CVE-2025-21703 is a Use-After-Free (UAF) vulnerability in the Linux kernel's netem (network emulator) component, stemming from a failure to update sch->q.qlen before calling qdisc_tree_reduce_backlog(). This issue affects queueing discipline (qdisc) handling, where qdisc_tree_reduce_backlog() only notifies the parent qdisc if the child becomes empty. Without prior backlog reduction in the child, notifications like cops->qlen_notify() are missed, leading to UAF in scenarios such as Deficit Round Robin (DRR), which relies on qlen_notify() for its active list maintenance. The vulnerability carries a CVSS v3.1 base score of 7.8 and is classified under CWE-416.

A local attacker with low privileges (PR:L) can exploit this vulnerability with low complexity (AC:L) and no user interaction (UI:N). Successful exploitation grants high impacts on confidentiality, integrity, and availability (C:H/I:H/A:H) within the unchanged security scope (S:U), potentially allowing arbitrary code execution, data corruption, or system crashes through manipulated network queueing operations in netem and related qdiscs like DRR.

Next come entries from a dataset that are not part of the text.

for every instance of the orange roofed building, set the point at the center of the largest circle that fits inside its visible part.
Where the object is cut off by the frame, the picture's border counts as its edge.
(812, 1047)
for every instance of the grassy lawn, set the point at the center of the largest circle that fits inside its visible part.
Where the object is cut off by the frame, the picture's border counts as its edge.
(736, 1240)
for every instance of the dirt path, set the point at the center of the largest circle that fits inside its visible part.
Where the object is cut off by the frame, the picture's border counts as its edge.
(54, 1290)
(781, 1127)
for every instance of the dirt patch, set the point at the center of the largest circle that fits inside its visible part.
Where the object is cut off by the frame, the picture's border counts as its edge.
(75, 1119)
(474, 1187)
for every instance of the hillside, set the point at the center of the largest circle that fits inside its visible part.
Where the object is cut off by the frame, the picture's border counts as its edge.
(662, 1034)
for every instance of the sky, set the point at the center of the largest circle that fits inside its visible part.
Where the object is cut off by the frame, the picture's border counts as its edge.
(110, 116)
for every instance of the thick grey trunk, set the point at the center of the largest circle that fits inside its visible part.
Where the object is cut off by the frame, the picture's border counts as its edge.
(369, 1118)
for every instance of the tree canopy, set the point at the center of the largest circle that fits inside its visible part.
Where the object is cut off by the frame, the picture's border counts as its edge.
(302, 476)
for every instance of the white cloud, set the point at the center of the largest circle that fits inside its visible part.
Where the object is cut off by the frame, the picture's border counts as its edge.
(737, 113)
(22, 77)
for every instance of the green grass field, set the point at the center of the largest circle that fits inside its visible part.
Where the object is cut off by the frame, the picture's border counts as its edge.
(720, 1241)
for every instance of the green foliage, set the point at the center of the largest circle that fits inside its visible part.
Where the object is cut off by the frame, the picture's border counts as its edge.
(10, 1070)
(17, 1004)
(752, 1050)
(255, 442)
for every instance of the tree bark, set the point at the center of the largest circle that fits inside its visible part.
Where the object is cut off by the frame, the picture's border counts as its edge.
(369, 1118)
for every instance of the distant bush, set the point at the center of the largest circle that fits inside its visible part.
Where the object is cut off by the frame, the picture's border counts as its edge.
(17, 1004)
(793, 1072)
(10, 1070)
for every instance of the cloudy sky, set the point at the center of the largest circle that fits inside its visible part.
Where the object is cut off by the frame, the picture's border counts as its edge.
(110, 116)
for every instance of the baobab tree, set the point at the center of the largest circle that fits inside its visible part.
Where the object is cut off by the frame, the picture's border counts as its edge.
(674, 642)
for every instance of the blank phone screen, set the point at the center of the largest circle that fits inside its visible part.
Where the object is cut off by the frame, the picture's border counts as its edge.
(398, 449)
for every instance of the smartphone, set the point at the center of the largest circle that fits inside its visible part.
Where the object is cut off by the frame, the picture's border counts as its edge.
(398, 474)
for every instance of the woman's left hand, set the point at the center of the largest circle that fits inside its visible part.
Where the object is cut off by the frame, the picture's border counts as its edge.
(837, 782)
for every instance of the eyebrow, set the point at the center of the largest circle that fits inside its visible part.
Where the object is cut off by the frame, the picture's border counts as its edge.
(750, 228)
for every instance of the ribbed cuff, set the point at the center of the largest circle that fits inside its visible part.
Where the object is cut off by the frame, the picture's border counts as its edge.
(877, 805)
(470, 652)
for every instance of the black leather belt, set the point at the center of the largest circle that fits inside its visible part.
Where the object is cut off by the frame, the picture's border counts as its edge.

Mitigation involves applying kernel patches from the referenced stable commits, such as https://git.kernel.org/stable/c/1f8e3f4a4b8b90ad274dfbc66fc7d55cb582f4d5 and others, which ensure sch->q.qlen is updated before qdisc_tree_reduce_backlog() to properly trigger parent notifications and prevent the UAF. Security practitioners should update affected Linux kernels to versions incorporating these fixes.